L’AQUILA. Il Comune dell’Aquila intende fare ricorso contro la sentenza della commissione tributaria provinciale che ha accolto la tesi della zincheria Ziaca su una sostanziosa cartella esattoriale per la Tarsu contestata dal titolare della ditta che ha avuto ragione in primo grado.
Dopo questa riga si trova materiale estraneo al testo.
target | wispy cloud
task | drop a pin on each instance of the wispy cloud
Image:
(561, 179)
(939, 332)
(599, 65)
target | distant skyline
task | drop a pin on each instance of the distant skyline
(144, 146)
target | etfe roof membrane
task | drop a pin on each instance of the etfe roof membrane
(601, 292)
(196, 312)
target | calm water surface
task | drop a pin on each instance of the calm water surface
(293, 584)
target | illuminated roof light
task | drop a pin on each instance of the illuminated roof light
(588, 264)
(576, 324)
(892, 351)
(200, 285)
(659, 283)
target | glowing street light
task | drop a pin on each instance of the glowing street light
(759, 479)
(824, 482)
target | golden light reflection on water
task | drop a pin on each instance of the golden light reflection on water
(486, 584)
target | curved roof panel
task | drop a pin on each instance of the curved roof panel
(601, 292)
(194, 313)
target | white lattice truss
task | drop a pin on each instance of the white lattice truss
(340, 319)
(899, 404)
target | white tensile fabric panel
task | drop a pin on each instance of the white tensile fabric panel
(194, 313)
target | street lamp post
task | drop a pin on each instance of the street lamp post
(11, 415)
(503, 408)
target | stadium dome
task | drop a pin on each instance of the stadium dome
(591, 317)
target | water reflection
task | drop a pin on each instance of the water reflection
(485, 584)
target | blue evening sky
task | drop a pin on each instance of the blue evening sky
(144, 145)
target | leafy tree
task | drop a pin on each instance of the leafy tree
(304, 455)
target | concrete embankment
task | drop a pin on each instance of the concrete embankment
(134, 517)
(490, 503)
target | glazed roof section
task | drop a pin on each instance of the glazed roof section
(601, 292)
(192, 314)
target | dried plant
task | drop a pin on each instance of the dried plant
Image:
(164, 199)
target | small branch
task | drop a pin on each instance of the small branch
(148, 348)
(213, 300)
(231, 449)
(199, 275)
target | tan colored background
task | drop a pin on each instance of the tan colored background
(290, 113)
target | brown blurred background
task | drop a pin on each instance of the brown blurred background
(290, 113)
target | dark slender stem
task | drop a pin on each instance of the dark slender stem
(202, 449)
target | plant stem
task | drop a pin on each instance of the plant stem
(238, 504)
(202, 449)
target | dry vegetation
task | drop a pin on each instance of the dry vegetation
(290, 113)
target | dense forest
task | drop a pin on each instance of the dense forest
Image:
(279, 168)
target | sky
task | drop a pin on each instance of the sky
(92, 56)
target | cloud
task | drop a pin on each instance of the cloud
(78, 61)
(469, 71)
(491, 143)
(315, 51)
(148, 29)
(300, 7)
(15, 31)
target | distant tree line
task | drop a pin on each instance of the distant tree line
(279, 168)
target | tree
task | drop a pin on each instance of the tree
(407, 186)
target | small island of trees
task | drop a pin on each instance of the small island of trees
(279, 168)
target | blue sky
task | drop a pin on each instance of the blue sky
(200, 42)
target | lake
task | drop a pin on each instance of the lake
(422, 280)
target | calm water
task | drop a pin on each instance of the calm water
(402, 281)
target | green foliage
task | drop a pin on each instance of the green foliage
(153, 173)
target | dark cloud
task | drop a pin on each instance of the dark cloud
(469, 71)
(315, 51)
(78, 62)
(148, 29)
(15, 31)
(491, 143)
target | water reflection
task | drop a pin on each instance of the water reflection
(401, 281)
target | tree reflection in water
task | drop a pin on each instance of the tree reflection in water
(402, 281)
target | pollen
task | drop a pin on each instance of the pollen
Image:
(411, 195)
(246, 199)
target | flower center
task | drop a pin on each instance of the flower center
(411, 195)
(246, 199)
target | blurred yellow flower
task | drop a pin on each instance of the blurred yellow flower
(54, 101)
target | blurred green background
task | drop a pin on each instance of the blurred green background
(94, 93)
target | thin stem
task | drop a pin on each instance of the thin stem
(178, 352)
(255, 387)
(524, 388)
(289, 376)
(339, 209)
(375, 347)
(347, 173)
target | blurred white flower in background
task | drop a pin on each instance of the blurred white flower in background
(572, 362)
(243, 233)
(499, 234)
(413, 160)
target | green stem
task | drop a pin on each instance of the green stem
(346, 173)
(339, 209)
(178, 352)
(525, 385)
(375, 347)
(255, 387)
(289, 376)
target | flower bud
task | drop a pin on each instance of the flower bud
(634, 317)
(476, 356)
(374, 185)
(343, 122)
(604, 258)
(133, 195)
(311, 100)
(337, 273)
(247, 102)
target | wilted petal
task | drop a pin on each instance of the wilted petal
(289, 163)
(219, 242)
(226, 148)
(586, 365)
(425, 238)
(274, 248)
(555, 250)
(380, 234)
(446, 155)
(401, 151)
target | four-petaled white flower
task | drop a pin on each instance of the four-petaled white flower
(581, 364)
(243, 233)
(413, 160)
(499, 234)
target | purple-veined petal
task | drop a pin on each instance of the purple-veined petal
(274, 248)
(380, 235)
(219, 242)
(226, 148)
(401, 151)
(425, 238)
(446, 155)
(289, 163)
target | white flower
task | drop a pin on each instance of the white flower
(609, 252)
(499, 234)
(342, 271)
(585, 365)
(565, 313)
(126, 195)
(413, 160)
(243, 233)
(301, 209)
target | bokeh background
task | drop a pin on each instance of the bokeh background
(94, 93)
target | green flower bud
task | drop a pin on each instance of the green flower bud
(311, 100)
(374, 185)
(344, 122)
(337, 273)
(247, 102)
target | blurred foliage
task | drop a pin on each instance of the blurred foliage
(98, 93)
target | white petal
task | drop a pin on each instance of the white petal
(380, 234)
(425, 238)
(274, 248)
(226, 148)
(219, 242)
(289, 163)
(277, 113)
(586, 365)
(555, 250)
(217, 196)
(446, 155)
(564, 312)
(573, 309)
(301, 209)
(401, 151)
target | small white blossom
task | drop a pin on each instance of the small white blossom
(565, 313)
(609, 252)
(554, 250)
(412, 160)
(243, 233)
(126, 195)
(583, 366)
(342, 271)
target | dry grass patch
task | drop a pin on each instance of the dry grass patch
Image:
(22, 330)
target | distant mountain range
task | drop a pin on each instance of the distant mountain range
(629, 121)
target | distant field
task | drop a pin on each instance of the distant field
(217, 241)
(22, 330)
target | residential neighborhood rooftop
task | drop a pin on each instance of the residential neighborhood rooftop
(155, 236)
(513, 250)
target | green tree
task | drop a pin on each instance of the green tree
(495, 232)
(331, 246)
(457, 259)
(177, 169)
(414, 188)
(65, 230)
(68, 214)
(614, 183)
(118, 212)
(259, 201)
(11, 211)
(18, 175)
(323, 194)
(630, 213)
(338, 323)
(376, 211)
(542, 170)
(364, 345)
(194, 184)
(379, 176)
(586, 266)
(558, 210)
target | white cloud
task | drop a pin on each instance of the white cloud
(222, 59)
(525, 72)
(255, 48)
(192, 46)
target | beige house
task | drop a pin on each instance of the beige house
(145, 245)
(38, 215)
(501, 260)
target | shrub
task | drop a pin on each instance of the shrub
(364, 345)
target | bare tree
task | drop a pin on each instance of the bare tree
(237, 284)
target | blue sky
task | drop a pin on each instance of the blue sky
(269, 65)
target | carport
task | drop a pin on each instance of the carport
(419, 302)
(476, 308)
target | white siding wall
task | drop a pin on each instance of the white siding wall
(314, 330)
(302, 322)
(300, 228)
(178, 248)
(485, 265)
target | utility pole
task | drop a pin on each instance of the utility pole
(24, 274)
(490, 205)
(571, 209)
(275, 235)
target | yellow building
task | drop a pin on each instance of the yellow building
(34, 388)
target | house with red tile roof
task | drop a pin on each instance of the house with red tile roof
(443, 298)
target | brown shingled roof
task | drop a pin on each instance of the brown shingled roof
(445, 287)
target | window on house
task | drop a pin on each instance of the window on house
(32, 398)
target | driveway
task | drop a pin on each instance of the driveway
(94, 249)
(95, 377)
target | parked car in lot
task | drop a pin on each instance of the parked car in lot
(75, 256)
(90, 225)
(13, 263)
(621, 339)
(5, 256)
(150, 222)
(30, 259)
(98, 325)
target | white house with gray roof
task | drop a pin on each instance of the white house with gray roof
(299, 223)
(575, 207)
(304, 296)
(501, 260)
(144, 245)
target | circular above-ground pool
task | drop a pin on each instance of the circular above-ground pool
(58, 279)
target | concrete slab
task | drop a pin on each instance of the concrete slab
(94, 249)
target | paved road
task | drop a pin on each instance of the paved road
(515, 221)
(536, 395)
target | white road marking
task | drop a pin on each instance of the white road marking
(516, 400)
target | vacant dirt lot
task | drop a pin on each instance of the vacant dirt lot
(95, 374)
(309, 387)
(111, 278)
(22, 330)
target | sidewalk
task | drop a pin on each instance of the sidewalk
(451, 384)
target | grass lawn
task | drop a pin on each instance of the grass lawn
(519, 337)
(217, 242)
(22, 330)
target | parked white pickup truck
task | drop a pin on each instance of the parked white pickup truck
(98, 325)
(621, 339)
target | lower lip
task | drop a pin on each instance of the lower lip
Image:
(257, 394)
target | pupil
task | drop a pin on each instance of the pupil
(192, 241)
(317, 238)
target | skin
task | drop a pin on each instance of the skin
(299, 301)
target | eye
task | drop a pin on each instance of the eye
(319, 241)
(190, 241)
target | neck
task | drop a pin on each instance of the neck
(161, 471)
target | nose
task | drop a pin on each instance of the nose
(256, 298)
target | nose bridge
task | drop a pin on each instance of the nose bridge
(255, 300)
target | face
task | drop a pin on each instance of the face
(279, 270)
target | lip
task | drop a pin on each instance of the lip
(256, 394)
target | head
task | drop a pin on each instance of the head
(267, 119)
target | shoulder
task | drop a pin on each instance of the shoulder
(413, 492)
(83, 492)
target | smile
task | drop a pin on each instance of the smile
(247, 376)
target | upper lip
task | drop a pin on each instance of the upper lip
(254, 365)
Il Comune, pertanto, tramite una delibera firmata, in particolare, dal sindaco Massimo Cialente e dal vicesindacoNicola Trifuoggi, ha dato mandato all’ufficio legale di fare ricorso davanti alla commissione regionale e, se serve, anche in Cassazione. Il primo ricorso del Comune non è stato ritenuto ammissibile. La Tarsu arretrata riguarda gli anni dal 2001 al 2005. L’ufficio tributi del Comune accertò il mancato versamento per un importo di circa 18mila euro, che sarebbero la metà in caso di adesione del contribuente all’accertamento. Poi arriva un nuovo atto con lo stesso numero di protocollo del precedente, con la stangata: 559mila euro, 288mila in caso di adesione. La contestazione fu immediata:la Tarsu avrebbe dovuto colpire solo le superfici destinate a uffici, essendo le superfici utilizzate a uso industriale soggette a smaltimento dei rifiuti industriali.